Hospital: Hospital Universitario Ramón y Cajal.
Nº: C2019-235
Aut@r o Autores: J. Quintana Pérez, A. Arribas Marcos, R. García Latorre, P. Marazuela García, E. García Santana, A. Vicente Bártulos.
Presentación
2 year-old male with a history of multifactorial recurring vesical haematuria underwent selective embolization of vesical arteries and vesical floor branches originating from the right hypogastric artery after having exhausted all other therapeutic strategies. In the second day post-embolization the patient started complaining with intense low abdominal pain and signs of peritoneal irritation, there was no evidence of infection. An emergent abdominopelvic CT was performed.

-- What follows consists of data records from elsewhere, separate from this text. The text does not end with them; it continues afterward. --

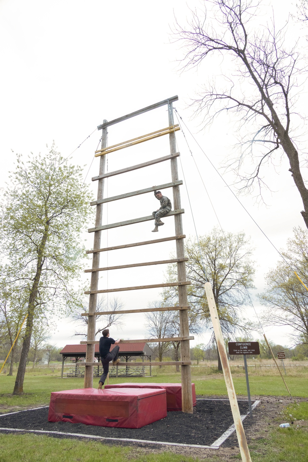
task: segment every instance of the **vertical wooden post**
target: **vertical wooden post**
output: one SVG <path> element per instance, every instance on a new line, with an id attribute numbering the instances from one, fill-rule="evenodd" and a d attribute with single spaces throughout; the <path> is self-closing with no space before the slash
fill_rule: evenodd
<path id="1" fill-rule="evenodd" d="M 107 122 L 104 120 L 103 123 Z M 102 130 L 102 149 L 107 147 L 107 128 Z M 105 165 L 106 164 L 106 156 L 101 156 L 99 161 L 99 175 L 105 173 Z M 104 195 L 104 179 L 98 180 L 97 186 L 97 200 L 102 199 Z M 102 225 L 103 218 L 103 204 L 98 204 L 96 206 L 96 217 L 95 219 L 95 227 L 100 226 Z M 99 249 L 101 247 L 101 231 L 96 231 L 94 232 L 94 242 L 93 249 Z M 93 253 L 92 260 L 92 269 L 99 267 L 99 252 Z M 90 290 L 95 291 L 98 289 L 98 278 L 99 273 L 94 271 L 91 273 L 91 285 Z M 89 300 L 89 312 L 95 313 L 97 310 L 97 293 L 90 294 Z M 89 316 L 88 318 L 88 340 L 95 340 L 95 328 L 96 324 L 96 316 Z M 87 344 L 86 352 L 85 353 L 86 363 L 93 363 L 94 361 L 94 353 L 95 346 Z M 93 386 L 93 366 L 85 366 L 85 388 L 91 388 Z"/>
<path id="2" fill-rule="evenodd" d="M 236 436 L 237 440 L 241 451 L 241 456 L 243 462 L 251 462 L 249 450 L 248 448 L 248 445 L 246 440 L 243 423 L 241 418 L 240 410 L 238 408 L 238 404 L 236 399 L 236 395 L 233 385 L 231 371 L 230 370 L 230 365 L 228 360 L 227 352 L 224 346 L 223 333 L 220 327 L 219 318 L 217 312 L 217 308 L 214 299 L 214 294 L 212 290 L 211 283 L 205 282 L 204 285 L 204 288 L 205 290 L 205 294 L 207 303 L 210 310 L 210 314 L 214 328 L 214 333 L 216 339 L 217 343 L 217 348 L 220 356 L 221 364 L 223 366 L 223 376 L 226 382 L 228 395 L 229 397 L 231 410 L 232 411 L 234 425 L 236 431 Z"/>
<path id="3" fill-rule="evenodd" d="M 169 126 L 172 127 L 174 125 L 173 121 L 173 109 L 172 103 L 168 104 L 168 117 Z M 174 132 L 169 135 L 170 143 L 170 153 L 171 154 L 176 152 L 176 144 L 175 142 L 175 134 Z M 179 179 L 177 169 L 177 159 L 175 158 L 171 160 L 171 178 L 172 181 L 176 181 Z M 173 191 L 173 206 L 175 210 L 181 208 L 181 196 L 180 195 L 180 187 L 174 186 Z M 175 234 L 178 236 L 183 234 L 183 225 L 182 223 L 181 214 L 175 215 Z M 176 239 L 176 258 L 184 258 L 185 252 L 184 249 L 184 241 L 182 239 Z M 177 264 L 178 280 L 186 280 L 186 270 L 185 261 L 181 261 Z M 179 304 L 180 306 L 187 304 L 187 289 L 186 286 L 180 286 L 179 290 Z M 189 322 L 188 320 L 188 310 L 183 310 L 179 312 L 180 316 L 180 335 L 181 336 L 188 336 L 189 335 Z M 190 353 L 189 351 L 189 340 L 182 340 L 181 342 L 181 361 L 190 361 Z M 193 395 L 192 392 L 192 379 L 191 369 L 190 365 L 182 366 L 181 368 L 181 376 L 182 381 L 182 411 L 192 414 L 193 410 Z"/>
<path id="4" fill-rule="evenodd" d="M 62 357 L 62 369 L 61 370 L 61 378 L 63 378 L 63 369 L 64 369 L 64 357 Z"/>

Venous and excretory phase series were acquired. A loss of definition and discontinuation of the vesical wall, a remarkable amount of probably intramural, intravesical and extravesical gas bubbles and inflammatory changes in the neighbouring tissues were noted. Hypodense intravesical areas consistent with free detached mural fragments amid hyperdense excreted contrast medium were present in the vesical lumen. The study was completed with intravesical contrast medium administration (cystoCT), which yielded no evidence of contrast leakage.
Discusión
The aforementioned radiological findings were consistent with ischaemic vesical necrosis. Selective vesical arterial embolization with or without hypogastric arterial branch embolization aims at resolving incoercible or recurring haematuria. Materials such as polyvinyl alcohol nanoparticles are used in order to occlude medium calibre vessels, in such a way that an optimal balance between ischaemic risk and recurrence risk is achieved. Vesical necrosis is an uncommon complication of this technique, risk is higher when hypogastric branches are also embolised. Suggestive CT findings include: - Loss of definition and discontinuation of the vesical wall - Wall enhancement alterations - Free detached mural fragments and debris on the inside of the bladder - Intramural gas bubbles, which can spread towards neighbouring areas and might be seen inside and outside the bladder. Lack of infection signs and presence of potential triggers for vesical ischaemia are crucial to distinguishing ischaemic vesical necrosis from emphysematous cystitis as the cause for intramural gas - Inflammatory changes in the adjacent tissuesCystoCT might be useful to demonstrate contrast leakage consistent with perforation.
Conclusión
Vesical necrosis is an urgent infrequent complication of vesical arterial embolization, especially if hypogastric artery branches are also occluded. CT findings include loss of definition of the vesical wall, wall enhancement alteration, intravesical detached mural fragments and intramural gas. CystoCT might be useful to demonstrate perforation.